Summer starts with snow in Vail, surrounding areas | VailDaily.com

Summer starts with snow in Vail, surrounding areas

A view of Beaver Creek on Sunday shows an especially visible snow line.
Chris Dillmann | cdillmann@vaildaily.com

Eagle County received several more dustings of snow over the weekend, with Sunday’s new layer of snow sticking around until the afternoon in Vail.

It’s one more refresh in an especially snowy spring and, now, summer. It looks like the snow should stop for now, however, as this most recent blast of cold and wet weather from the Pacific Northwest will continue past our area and make its way over to the plains states.

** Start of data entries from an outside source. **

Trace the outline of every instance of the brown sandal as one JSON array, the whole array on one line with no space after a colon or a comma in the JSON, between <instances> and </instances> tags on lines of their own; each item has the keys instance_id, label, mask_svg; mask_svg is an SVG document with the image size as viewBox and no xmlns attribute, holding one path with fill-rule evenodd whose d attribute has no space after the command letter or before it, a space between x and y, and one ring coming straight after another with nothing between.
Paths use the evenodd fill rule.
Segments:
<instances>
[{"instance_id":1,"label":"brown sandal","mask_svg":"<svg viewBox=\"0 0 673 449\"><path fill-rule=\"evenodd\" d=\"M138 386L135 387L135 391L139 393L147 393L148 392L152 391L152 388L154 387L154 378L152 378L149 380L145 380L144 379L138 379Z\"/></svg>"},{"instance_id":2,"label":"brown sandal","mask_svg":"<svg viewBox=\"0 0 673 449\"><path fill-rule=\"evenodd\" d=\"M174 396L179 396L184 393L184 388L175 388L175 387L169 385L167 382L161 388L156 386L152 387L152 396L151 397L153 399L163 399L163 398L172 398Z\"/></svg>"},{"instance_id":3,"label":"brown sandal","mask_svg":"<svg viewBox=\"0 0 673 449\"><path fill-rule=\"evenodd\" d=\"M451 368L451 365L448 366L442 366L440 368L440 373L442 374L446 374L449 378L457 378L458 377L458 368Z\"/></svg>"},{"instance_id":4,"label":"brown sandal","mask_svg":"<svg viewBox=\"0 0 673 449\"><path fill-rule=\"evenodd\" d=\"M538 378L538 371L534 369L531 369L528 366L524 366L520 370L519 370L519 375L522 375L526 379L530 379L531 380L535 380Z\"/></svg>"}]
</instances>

Forecasters say this week should be warmer and dry on the Western Slope.

Anomalous event

While snow in the early summer isn’t common in the Vail area, it does happen, and has happened even later in the season.

Meteorologist Dennis Phillips, who grew up on the Front Range, remembers encountering Fourth of July snow in Frisco with his family.

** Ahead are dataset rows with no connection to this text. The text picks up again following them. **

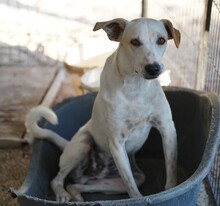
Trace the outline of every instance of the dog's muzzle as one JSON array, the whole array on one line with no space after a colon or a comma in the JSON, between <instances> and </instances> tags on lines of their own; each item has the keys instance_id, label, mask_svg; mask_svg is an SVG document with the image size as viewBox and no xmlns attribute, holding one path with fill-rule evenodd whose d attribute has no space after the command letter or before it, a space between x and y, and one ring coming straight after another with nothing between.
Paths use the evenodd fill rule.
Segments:
<instances>
[{"instance_id":1,"label":"dog's muzzle","mask_svg":"<svg viewBox=\"0 0 220 206\"><path fill-rule=\"evenodd\" d=\"M162 67L158 63L147 64L144 67L144 78L155 79L162 73Z\"/></svg>"}]
</instances>

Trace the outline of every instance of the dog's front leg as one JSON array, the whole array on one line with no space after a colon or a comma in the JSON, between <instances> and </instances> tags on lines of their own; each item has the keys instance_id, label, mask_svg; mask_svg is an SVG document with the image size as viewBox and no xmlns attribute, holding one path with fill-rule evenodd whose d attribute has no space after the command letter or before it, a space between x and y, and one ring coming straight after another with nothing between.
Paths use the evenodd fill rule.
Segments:
<instances>
[{"instance_id":1,"label":"dog's front leg","mask_svg":"<svg viewBox=\"0 0 220 206\"><path fill-rule=\"evenodd\" d=\"M120 142L120 138L118 140L111 139L109 149L129 196L132 198L141 197L131 171L125 143Z\"/></svg>"},{"instance_id":2,"label":"dog's front leg","mask_svg":"<svg viewBox=\"0 0 220 206\"><path fill-rule=\"evenodd\" d=\"M177 184L177 137L173 121L163 121L158 128L163 143L166 164L165 189L175 187Z\"/></svg>"}]
</instances>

“They used to shoot (fireworks) over the lake at Dillion Reservoir,” he said. “One year, we went up there and no fireworks, because of snow.”

Folks in Eagle County may have been surprised to see a few inches or so of snow on the mountains surrounding them, but northern areas of the state, the totals were much higher. Phillips described the weather event as anomalous.

“We had 20-some inches in the northern Park Range, I don’t think you’re gonna see that every year,” Phillips said. “This system was just colder than a lot of storms that come through this time of the year.”

Recreation crisis, opportunity

While forecasters are now predicting it to stop, snowy conditions have continued across the region throughout May and June.

The wet conditions prompted a much later runoff than usual in the Vail area; the Eagle River near Minturn peaked on Thursday, which is about two weeks later than normal. The average daily flows were 1,220 cubic feet per second on Thursday, the 29-year-average for June 20 is about 400 cubic feet per second.

On June 12, the town of Avon issued a news release urging boaters to avoid the Eagle River near Bob the Bridge, putting a strain on recreation in the town’s newly renovated whitewater park.

In other areas, however, the snow has created more recreational opportunities. Heavy snowfall in Summit County throughout May and June prompted Arapahoe Basin to extend it’s ski and snowboarding season until June 30 at the earliest. A-Basin recorded 3 inches of fresh snow over the weekend, bringing their total to 336 inches this season.

A-Basin Chief Operating Officer Alan Henceroth, who has said the resort hopes to stay open through the Fourth of July, wrote a blog post on Sunday saying Mother Nature came through for the resort over the weekend.

“I took a few runs this morning, and the conditions were some of the best I have ever seen for late June,” Henceroth wrote.